Retired Army Lt. Gen. Michael Flynn pleaded
guilty to making statements inconsistent with
tapped and taped conversations with Russian
Ambassador to the U.S. Sergey Kislyak.
But Flynn’s entire conversation was legal, or
his statements would have been part of the
charges against him. One might ask why the FBI,
having the entire transcript of a conversation
that contained nothing illegal, even questioned
Flynn at all.
This was the legal
equivalent of the FBI showing up to ask you what
you had for breakfast – there’s nothing illegal
about eating breakfast. If you do not want to
admit you had a glazed donut and reply “yogurt,”
the prosecutor can charge you with making a
false statement to the FBI.
George
Papadopoulos, an adviser to the Trump
presidential campaign, pleaded guilty to
providing false statements about the timing of
his contacts with certain Russians. But the
contacts were legal no matter when they occurred
or they, too, would have been part of the
charges against him.
The caveat is not
limited to a prosecutor’s questioning a person
about legal conduct. There is also the danger of
two people differing in their statements about
an event and the prosecutor – without any other
evidence supporting one side or the other –
indicting one of them.
Couldn’t happen,
you say? But it did. Vice President Dick
Cheney’s chief of staff, Scooter Libby (my
longtime friend and sometime client), told the
FBI he had not told then-New York Times reporter
Judith Miller that Valerie Plame was a covert
CIA agent – something prohibited under federal
law.
Miller remembered it differently
when she was interviewed by the FBI and so
testified at trial. There was no other evidence
to support Miller. Libby was charged and
convicted of making a false statement.
Later, Miller read Plame’s autobiography “Fair
Game” and
realized that she had been misled by Special
Counsel Patrick Fitzgerald, a close personal
friend of Comey, who had appointed him to the
position.

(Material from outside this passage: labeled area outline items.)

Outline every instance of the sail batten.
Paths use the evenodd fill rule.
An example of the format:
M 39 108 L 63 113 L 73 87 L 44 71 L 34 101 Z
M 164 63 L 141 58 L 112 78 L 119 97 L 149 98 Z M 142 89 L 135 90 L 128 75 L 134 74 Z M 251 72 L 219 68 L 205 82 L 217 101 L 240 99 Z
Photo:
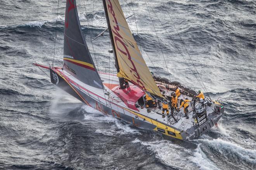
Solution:
M 103 0 L 118 63 L 118 76 L 163 97 L 131 34 L 118 0 Z
M 75 0 L 66 1 L 63 60 L 65 71 L 85 84 L 103 88 L 82 34 Z

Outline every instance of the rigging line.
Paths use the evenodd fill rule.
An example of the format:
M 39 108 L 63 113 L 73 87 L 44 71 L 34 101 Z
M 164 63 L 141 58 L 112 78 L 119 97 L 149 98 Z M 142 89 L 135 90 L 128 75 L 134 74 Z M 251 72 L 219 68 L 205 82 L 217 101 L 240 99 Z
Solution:
M 92 17 L 92 25 L 93 25 L 93 19 L 94 19 L 94 1 L 95 1 L 94 0 L 93 0 L 93 10 L 92 10 L 93 17 Z M 98 70 L 98 71 L 99 71 L 99 67 L 98 66 L 98 63 L 97 62 L 97 60 L 96 60 L 96 55 L 95 54 L 95 51 L 94 51 L 94 47 L 93 47 L 93 45 L 92 44 L 92 29 L 93 29 L 93 28 L 92 28 L 92 31 L 91 31 L 91 32 L 90 32 L 90 25 L 89 24 L 89 20 L 88 19 L 88 18 L 87 17 L 87 11 L 86 10 L 86 5 L 85 5 L 85 0 L 83 0 L 83 2 L 84 2 L 84 5 L 85 5 L 85 15 L 86 15 L 86 18 L 87 19 L 86 20 L 87 20 L 87 26 L 88 26 L 88 28 L 89 29 L 89 34 L 90 34 L 90 39 L 91 40 L 91 43 L 92 44 L 92 50 L 93 50 L 93 54 L 94 54 L 94 58 L 95 58 L 94 60 L 96 61 L 96 66 L 97 67 L 97 69 Z
M 111 44 L 111 40 L 109 39 L 109 49 L 110 49 L 110 46 Z M 109 85 L 110 86 L 109 84 L 110 83 L 110 53 L 109 53 Z M 109 94 L 110 93 L 110 88 L 109 88 Z
M 126 0 L 125 0 L 125 2 L 126 2 Z M 132 0 L 131 0 L 131 7 L 132 7 L 132 11 L 133 12 L 133 14 L 134 14 L 134 19 L 135 19 L 135 25 L 136 26 L 136 30 L 137 30 L 137 34 L 138 34 L 138 42 L 139 42 L 139 44 L 140 46 L 140 51 L 142 52 L 141 50 L 141 45 L 140 45 L 140 36 L 139 36 L 138 34 L 138 26 L 137 26 L 137 20 L 136 20 L 136 16 L 135 15 L 135 12 L 134 12 L 134 8 L 133 8 L 133 4 L 132 2 Z M 126 2 L 127 3 L 127 2 Z M 129 6 L 128 6 L 129 7 Z M 130 9 L 131 8 L 130 8 Z
M 125 0 L 125 2 L 126 2 L 126 0 Z M 140 52 L 142 53 L 142 47 L 141 47 L 142 45 L 140 45 L 141 44 L 140 44 L 140 36 L 139 36 L 138 31 L 138 26 L 137 26 L 137 20 L 136 20 L 136 15 L 135 15 L 135 12 L 134 12 L 134 8 L 133 8 L 133 3 L 132 2 L 132 0 L 131 0 L 131 7 L 132 7 L 132 11 L 133 12 L 133 14 L 134 14 L 134 19 L 135 19 L 135 25 L 136 26 L 136 29 L 137 30 L 137 34 L 138 34 L 138 42 L 139 42 L 139 45 L 140 46 Z M 145 52 L 146 54 L 147 54 L 147 57 L 149 58 L 149 60 L 151 62 L 151 63 L 153 65 L 153 66 L 154 66 L 154 68 L 156 68 L 156 66 L 155 66 L 154 65 L 154 63 L 152 62 L 152 61 L 149 58 L 149 55 L 147 54 L 147 52 L 146 52 L 146 51 L 145 51 L 145 50 L 144 50 L 144 51 Z M 158 75 L 159 75 L 159 73 L 158 73 L 158 72 L 157 71 L 157 70 L 156 70 L 156 72 L 157 72 L 157 73 Z
M 164 5 L 164 7 L 165 7 L 165 8 L 166 9 L 166 7 L 165 6 L 165 5 L 164 4 L 164 2 L 163 2 L 163 0 L 161 0 L 161 1 L 162 1 L 162 3 L 163 3 L 163 4 Z M 173 22 L 173 19 L 172 19 L 171 17 L 171 16 L 170 15 L 170 14 L 169 14 L 169 12 L 168 12 L 168 11 L 167 11 L 167 10 L 166 10 L 166 12 L 167 12 L 167 14 L 168 14 L 168 15 L 169 15 L 169 17 L 170 17 L 170 19 L 171 19 L 171 22 L 172 22 L 173 23 L 173 26 L 174 26 L 174 27 L 175 27 L 175 30 L 176 31 L 176 32 L 177 32 L 177 33 L 178 34 L 178 35 L 179 37 L 180 37 L 180 40 L 182 41 L 182 42 L 183 42 L 183 43 L 182 43 L 182 44 L 183 44 L 183 46 L 184 46 L 184 48 L 185 48 L 185 50 L 186 50 L 186 51 L 187 51 L 187 53 L 188 53 L 188 54 L 189 55 L 189 58 L 190 58 L 190 60 L 191 60 L 191 61 L 192 62 L 192 63 L 193 64 L 193 66 L 194 66 L 194 67 L 195 67 L 195 70 L 196 71 L 196 72 L 197 72 L 197 74 L 198 75 L 198 76 L 199 76 L 199 78 L 200 79 L 200 80 L 201 80 L 201 81 L 202 82 L 202 84 L 203 84 L 203 85 L 204 85 L 204 88 L 205 88 L 204 90 L 205 90 L 205 91 L 206 91 L 206 92 L 208 92 L 207 90 L 206 90 L 206 87 L 205 87 L 205 86 L 204 85 L 204 82 L 203 82 L 202 80 L 202 78 L 201 78 L 201 76 L 200 76 L 200 75 L 199 74 L 199 73 L 198 71 L 197 71 L 197 69 L 196 67 L 195 67 L 195 65 L 194 64 L 194 62 L 193 62 L 193 60 L 192 60 L 192 59 L 191 58 L 191 56 L 190 56 L 190 55 L 189 54 L 189 52 L 188 52 L 187 49 L 187 48 L 186 48 L 186 46 L 185 46 L 185 45 L 184 45 L 184 42 L 183 42 L 183 40 L 181 38 L 181 36 L 180 36 L 180 34 L 179 32 L 178 31 L 178 30 L 177 29 L 177 28 L 176 28 L 176 26 L 175 26 L 175 24 L 174 24 L 174 22 Z
M 159 47 L 160 48 L 160 49 L 161 50 L 161 52 L 162 52 L 162 54 L 163 54 L 163 56 L 164 58 L 164 63 L 165 63 L 165 65 L 166 66 L 166 69 L 167 70 L 167 72 L 168 73 L 168 75 L 169 75 L 169 78 L 170 80 L 171 80 L 171 77 L 170 76 L 170 73 L 169 72 L 169 71 L 168 71 L 168 68 L 167 67 L 167 64 L 166 63 L 166 61 L 165 60 L 165 58 L 164 58 L 164 52 L 163 51 L 163 49 L 162 49 L 162 47 L 161 46 L 161 44 L 160 44 L 160 41 L 159 40 L 159 38 L 158 38 L 158 36 L 157 36 L 157 34 L 156 33 L 156 28 L 155 27 L 155 25 L 154 24 L 154 23 L 153 22 L 153 20 L 152 19 L 152 18 L 151 17 L 151 15 L 150 15 L 150 13 L 149 12 L 149 7 L 147 6 L 147 3 L 146 2 L 145 0 L 144 0 L 144 1 L 145 2 L 145 4 L 146 4 L 146 6 L 147 7 L 147 11 L 149 12 L 149 17 L 150 17 L 151 21 L 152 22 L 152 24 L 153 25 L 153 27 L 154 27 L 154 29 L 155 30 L 155 32 L 156 32 L 156 37 L 157 39 L 157 40 L 158 41 L 158 43 L 159 43 Z
M 71 40 L 73 40 L 73 41 L 74 41 L 75 42 L 77 42 L 78 43 L 78 44 L 81 44 L 81 45 L 82 45 L 82 46 L 86 46 L 86 45 L 85 44 L 83 44 L 83 43 L 81 43 L 81 42 L 78 42 L 78 41 L 76 41 L 76 40 L 75 40 L 74 39 L 73 39 L 72 38 L 71 38 L 70 37 L 69 37 L 68 36 L 67 36 L 67 34 L 65 34 L 65 32 L 64 33 L 64 35 L 65 35 L 68 38 L 69 38 L 69 39 L 71 39 Z
M 52 66 L 54 66 L 54 57 L 55 56 L 55 46 L 56 45 L 56 39 L 57 37 L 57 24 L 58 24 L 58 15 L 59 15 L 59 0 L 58 0 L 58 7 L 57 8 L 57 17 L 56 19 L 56 27 L 55 27 L 55 39 L 54 39 L 54 56 L 52 60 Z
M 148 2 L 148 3 L 149 3 Z M 159 18 L 157 16 L 157 15 L 156 15 L 156 13 L 155 12 L 155 11 L 153 10 L 153 8 L 152 8 L 152 7 L 150 7 L 150 8 L 151 8 L 151 10 L 152 10 L 152 11 L 153 11 L 153 12 L 154 13 L 154 14 L 155 14 L 155 15 L 156 15 L 156 17 L 157 18 L 157 19 L 158 19 L 158 20 L 159 21 L 159 22 L 160 22 L 160 23 L 162 25 L 162 27 L 164 28 L 164 30 L 166 31 L 166 33 L 167 33 L 167 34 L 168 34 L 169 36 L 170 36 L 170 35 L 169 34 L 169 32 L 168 32 L 168 31 L 167 31 L 167 30 L 166 29 L 166 28 L 164 26 L 163 24 L 163 23 L 162 23 L 162 22 L 161 22 L 161 21 L 160 19 L 159 19 Z M 202 85 L 202 84 L 201 84 L 201 83 L 200 82 L 200 80 L 198 79 L 198 78 L 195 75 L 195 74 L 194 73 L 194 71 L 193 71 L 193 70 L 192 70 L 192 69 L 190 68 L 190 66 L 189 66 L 189 64 L 187 62 L 187 60 L 185 59 L 185 57 L 184 57 L 184 56 L 183 56 L 183 55 L 182 54 L 182 53 L 181 53 L 181 52 L 180 51 L 180 49 L 179 49 L 177 47 L 177 46 L 176 46 L 176 45 L 175 44 L 175 43 L 174 43 L 174 46 L 175 46 L 175 48 L 177 49 L 178 49 L 178 50 L 179 51 L 179 52 L 180 53 L 180 54 L 182 56 L 182 58 L 183 58 L 183 60 L 184 61 L 185 61 L 185 62 L 187 64 L 187 65 L 189 66 L 189 68 L 190 70 L 190 71 L 191 71 L 191 72 L 192 72 L 192 73 L 193 73 L 193 74 L 194 75 L 194 76 L 195 76 L 195 78 L 196 78 L 196 79 L 197 80 L 197 81 L 198 81 L 198 82 L 199 83 L 199 84 L 201 86 L 201 87 L 203 88 L 203 88 L 204 88 L 204 87 L 203 87 L 203 86 Z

As a result, her testimony about Libby
“made no sense” she
wrote in her
book “The
Story: A Reporter’s Journey.”
Miller’s recantation
was ignored by the media.
Equally
appalling and reminiscent of today’s brouhaha
over “Russian collusion,” there was no crime
involving Libby. Comey knew when he appointed
Fitzgerald that Deputy Secretary of State
Richard Armitage was the first person to discuss
Plame’s CIA relationship when he disclosed it to
columnist Robert Novak in 2003. Armitage admitted
this in 2006.
If that investigation had been kosher,
Armitage would have been indicted. Case over.
Plame worked for the CIA but she was not covert
as defined in the law that I personally drafted.

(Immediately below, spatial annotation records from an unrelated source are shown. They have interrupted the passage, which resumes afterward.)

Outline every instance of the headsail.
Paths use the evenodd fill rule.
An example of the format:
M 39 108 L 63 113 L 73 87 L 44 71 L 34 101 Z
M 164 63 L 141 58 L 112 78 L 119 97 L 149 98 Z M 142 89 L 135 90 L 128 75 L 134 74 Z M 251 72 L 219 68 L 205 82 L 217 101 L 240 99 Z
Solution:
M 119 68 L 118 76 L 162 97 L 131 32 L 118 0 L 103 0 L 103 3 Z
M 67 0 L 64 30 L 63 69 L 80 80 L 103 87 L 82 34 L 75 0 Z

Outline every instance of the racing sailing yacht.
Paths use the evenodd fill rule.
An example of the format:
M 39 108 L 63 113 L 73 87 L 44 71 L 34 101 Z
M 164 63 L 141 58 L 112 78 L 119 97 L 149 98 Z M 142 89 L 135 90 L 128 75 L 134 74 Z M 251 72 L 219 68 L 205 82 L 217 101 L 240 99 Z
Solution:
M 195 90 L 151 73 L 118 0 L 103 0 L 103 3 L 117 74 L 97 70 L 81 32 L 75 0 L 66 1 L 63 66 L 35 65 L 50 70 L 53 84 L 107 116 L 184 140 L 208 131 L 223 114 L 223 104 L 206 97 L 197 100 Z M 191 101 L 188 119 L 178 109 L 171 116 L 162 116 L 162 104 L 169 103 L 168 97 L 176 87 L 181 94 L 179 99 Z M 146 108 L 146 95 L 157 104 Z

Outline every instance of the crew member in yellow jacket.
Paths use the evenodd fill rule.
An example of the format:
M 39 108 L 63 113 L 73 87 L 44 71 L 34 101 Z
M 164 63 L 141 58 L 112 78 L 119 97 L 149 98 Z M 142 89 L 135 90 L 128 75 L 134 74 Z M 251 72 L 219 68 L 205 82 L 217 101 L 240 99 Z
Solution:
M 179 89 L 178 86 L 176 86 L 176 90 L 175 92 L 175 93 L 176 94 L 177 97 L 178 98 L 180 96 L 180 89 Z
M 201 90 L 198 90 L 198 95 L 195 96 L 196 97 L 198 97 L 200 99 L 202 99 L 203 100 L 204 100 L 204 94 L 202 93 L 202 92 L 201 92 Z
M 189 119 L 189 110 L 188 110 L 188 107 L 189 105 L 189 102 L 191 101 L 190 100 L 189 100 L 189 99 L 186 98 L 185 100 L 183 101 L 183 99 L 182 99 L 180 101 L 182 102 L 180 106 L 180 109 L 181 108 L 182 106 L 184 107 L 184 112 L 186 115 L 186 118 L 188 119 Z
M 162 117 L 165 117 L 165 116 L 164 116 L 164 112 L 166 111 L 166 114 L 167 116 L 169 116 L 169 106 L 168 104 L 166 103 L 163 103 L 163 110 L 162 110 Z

Perhaps the reason for focusing the
investigation on Libby and not Armitage was the
fact that Fitzgerald repeatedly told Libby’s
lawyers that unless Libby “deliver(ed) someone
higher up – the vice president” he would be
indicted.
Here’s my advice to President
Trump:
By agreeing to be interviewed by
Mueller, Mr. President, you are agreeing to be
questioned about exercising your executive
authority in areas having nothing to do with any
illegality or even collusion.
In agreeing
to this you may recall that an event occurred on
Monday and Comey may recall it occurred on
Tuesday. A la Papdoupoulos, only the
timing is off. Guess which one of you Mueller
will indict?
Victoria Toensing is a former Chief Counsel for the Senate Select Committee on Intelligence and former Deputy Assistant Attorney General, U.S. Department of Justice, where among other assignments she created the anti-terrorism section. She is a founding partner of diGenova & Toensing.